Con el primer paro de la gestión, desde el gabinete en funciones desde el 10 de diciembre, se movieron hilos para poder saldar deudas. Reuniones en Santa Fe y llamados a funcionarios provinciales para poder quitar a menos de un mes de trabajo, el cartel de "Estamos de paro", de la puerta del Palacio Municipal.

La basura se acopió en algunas plazas junto a las hojas de los árboles que como consecuencia de la época también aportan lo suyo. Ante la ausencia de las escobas, los espacios públicos sintieron a flor de piel el cese de actividades. Para este lunes el protocolo ya está fijado y se reactivan las diversas funcione dependientes del Ejecutivo.

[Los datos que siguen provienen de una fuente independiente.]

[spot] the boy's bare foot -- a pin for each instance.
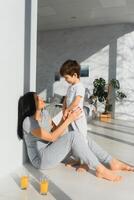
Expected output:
(82, 168)
(71, 163)
(102, 172)
(118, 165)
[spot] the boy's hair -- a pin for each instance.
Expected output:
(70, 67)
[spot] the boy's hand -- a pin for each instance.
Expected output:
(65, 114)
(73, 115)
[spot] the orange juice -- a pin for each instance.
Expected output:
(24, 182)
(43, 187)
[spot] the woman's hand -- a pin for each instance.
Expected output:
(75, 114)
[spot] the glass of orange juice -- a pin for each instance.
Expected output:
(24, 182)
(43, 186)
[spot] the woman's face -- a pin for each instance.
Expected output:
(40, 104)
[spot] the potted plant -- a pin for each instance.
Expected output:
(102, 92)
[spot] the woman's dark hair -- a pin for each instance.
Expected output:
(26, 107)
(69, 68)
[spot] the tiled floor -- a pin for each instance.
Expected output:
(116, 137)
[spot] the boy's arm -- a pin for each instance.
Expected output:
(64, 104)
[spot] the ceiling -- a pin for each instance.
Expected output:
(61, 14)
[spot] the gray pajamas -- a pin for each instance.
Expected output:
(46, 155)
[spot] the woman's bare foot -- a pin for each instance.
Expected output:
(82, 168)
(118, 165)
(102, 172)
(72, 163)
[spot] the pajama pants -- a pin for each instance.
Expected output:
(72, 142)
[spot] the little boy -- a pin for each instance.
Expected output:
(70, 70)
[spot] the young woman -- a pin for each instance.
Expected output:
(45, 146)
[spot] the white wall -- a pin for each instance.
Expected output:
(97, 46)
(11, 81)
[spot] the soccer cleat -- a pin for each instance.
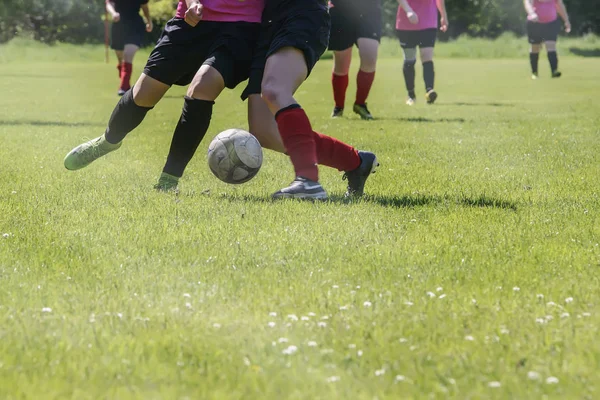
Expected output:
(431, 96)
(88, 152)
(302, 188)
(337, 112)
(363, 111)
(167, 183)
(357, 177)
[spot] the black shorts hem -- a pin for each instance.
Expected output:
(538, 32)
(421, 38)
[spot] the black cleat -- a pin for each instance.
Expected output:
(431, 96)
(302, 188)
(358, 177)
(363, 111)
(337, 112)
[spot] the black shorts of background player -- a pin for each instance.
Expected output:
(543, 27)
(127, 35)
(354, 22)
(207, 55)
(294, 34)
(416, 25)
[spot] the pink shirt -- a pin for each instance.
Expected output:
(227, 10)
(546, 10)
(426, 10)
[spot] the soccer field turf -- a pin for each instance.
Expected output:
(470, 270)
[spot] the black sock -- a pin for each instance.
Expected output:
(190, 130)
(125, 117)
(553, 59)
(428, 75)
(409, 77)
(533, 60)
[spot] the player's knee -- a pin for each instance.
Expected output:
(427, 54)
(550, 46)
(271, 94)
(409, 63)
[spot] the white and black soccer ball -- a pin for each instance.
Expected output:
(234, 156)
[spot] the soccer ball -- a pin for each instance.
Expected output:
(234, 156)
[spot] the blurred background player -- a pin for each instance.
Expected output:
(354, 22)
(127, 34)
(294, 34)
(416, 25)
(543, 26)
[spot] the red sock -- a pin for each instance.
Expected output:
(126, 76)
(297, 135)
(364, 81)
(335, 153)
(340, 84)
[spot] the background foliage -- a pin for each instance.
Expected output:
(76, 21)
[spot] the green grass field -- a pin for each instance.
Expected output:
(470, 270)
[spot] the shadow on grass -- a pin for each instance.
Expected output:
(406, 201)
(47, 123)
(423, 119)
(31, 76)
(585, 52)
(468, 104)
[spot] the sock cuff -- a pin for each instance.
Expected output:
(288, 108)
(191, 100)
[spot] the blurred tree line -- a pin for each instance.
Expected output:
(77, 21)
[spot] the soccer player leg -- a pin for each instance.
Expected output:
(553, 58)
(207, 85)
(367, 49)
(339, 79)
(408, 69)
(285, 70)
(262, 124)
(535, 41)
(127, 67)
(129, 112)
(426, 54)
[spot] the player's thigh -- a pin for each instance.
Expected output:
(207, 84)
(341, 61)
(285, 71)
(129, 52)
(368, 49)
(148, 91)
(550, 45)
(426, 54)
(262, 124)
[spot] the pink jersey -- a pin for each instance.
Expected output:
(545, 9)
(227, 10)
(426, 10)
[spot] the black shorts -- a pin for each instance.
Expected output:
(422, 38)
(127, 32)
(304, 29)
(183, 49)
(352, 20)
(538, 32)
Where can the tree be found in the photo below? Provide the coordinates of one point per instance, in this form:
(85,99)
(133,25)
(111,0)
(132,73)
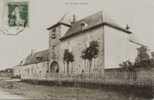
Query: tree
(90,53)
(68,57)
(128,65)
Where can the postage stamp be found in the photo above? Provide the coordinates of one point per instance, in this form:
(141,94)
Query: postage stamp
(17,14)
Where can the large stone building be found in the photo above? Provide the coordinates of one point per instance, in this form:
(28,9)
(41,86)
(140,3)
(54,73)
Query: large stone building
(85,46)
(113,44)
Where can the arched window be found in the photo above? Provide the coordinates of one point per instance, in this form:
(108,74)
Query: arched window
(54,67)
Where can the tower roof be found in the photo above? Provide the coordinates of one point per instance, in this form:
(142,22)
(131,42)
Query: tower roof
(93,21)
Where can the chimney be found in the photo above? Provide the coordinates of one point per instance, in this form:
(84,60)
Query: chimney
(127,27)
(73,19)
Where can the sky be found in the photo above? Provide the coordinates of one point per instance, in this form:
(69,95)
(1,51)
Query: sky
(138,14)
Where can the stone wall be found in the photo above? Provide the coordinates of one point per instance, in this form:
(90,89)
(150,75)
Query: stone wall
(76,45)
(33,71)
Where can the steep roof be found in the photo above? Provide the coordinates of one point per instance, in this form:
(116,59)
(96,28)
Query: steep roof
(91,22)
(37,57)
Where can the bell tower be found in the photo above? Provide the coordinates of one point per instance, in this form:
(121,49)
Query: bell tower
(55,33)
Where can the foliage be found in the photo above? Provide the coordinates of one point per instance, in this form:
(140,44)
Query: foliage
(142,60)
(127,65)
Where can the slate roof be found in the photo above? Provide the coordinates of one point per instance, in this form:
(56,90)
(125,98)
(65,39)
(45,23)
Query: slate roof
(93,21)
(37,57)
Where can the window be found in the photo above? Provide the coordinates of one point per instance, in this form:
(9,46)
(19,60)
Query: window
(83,25)
(53,36)
(54,30)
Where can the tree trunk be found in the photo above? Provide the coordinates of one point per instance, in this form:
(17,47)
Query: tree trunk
(67,68)
(90,63)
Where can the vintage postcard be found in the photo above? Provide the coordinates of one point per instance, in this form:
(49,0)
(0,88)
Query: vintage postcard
(76,50)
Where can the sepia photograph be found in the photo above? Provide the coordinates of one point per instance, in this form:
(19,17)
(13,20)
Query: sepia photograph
(76,50)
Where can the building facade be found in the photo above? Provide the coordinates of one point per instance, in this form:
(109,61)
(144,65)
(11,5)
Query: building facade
(87,46)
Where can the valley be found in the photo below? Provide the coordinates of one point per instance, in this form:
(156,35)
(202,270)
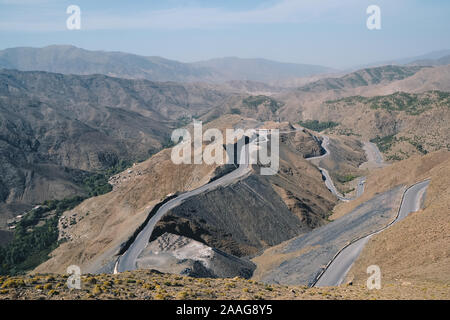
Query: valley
(87,172)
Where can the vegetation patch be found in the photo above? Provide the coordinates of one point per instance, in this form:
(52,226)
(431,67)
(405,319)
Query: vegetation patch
(317,125)
(255,101)
(384,143)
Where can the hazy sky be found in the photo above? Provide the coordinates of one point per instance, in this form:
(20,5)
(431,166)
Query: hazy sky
(326,32)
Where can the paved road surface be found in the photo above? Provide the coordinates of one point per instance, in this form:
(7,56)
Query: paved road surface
(337,270)
(127,261)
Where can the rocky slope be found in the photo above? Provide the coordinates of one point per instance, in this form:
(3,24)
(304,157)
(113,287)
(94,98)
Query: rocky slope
(56,129)
(235,219)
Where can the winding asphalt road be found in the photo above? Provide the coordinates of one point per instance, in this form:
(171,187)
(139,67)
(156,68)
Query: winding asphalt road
(338,268)
(127,261)
(329,182)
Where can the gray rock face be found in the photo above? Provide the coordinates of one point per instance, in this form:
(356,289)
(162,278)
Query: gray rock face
(316,248)
(177,254)
(54,128)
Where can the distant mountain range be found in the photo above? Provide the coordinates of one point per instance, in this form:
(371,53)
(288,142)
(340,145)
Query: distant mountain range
(435,58)
(73,60)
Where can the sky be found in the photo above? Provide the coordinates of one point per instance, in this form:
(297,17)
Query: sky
(332,33)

Para esta semana el plan se iba a intensificar, la información era que sin respuestas, el corte de la ruta nacional 33 era inminente. Con la noticia de que llegado el fin de semana que se fue, las cuentas de los empleados municipales se vieron con dinero, se decidió por omitir la detención de trabajo.

Hoy todo vuelve a la normalidad y de ambos lados del conflicto esperan por no pasar nuevamente por momentos como estos. Es que la incertidumbre en cuestiones laborales y financieras son difíciles de llevar, más en momentos como los que se viven.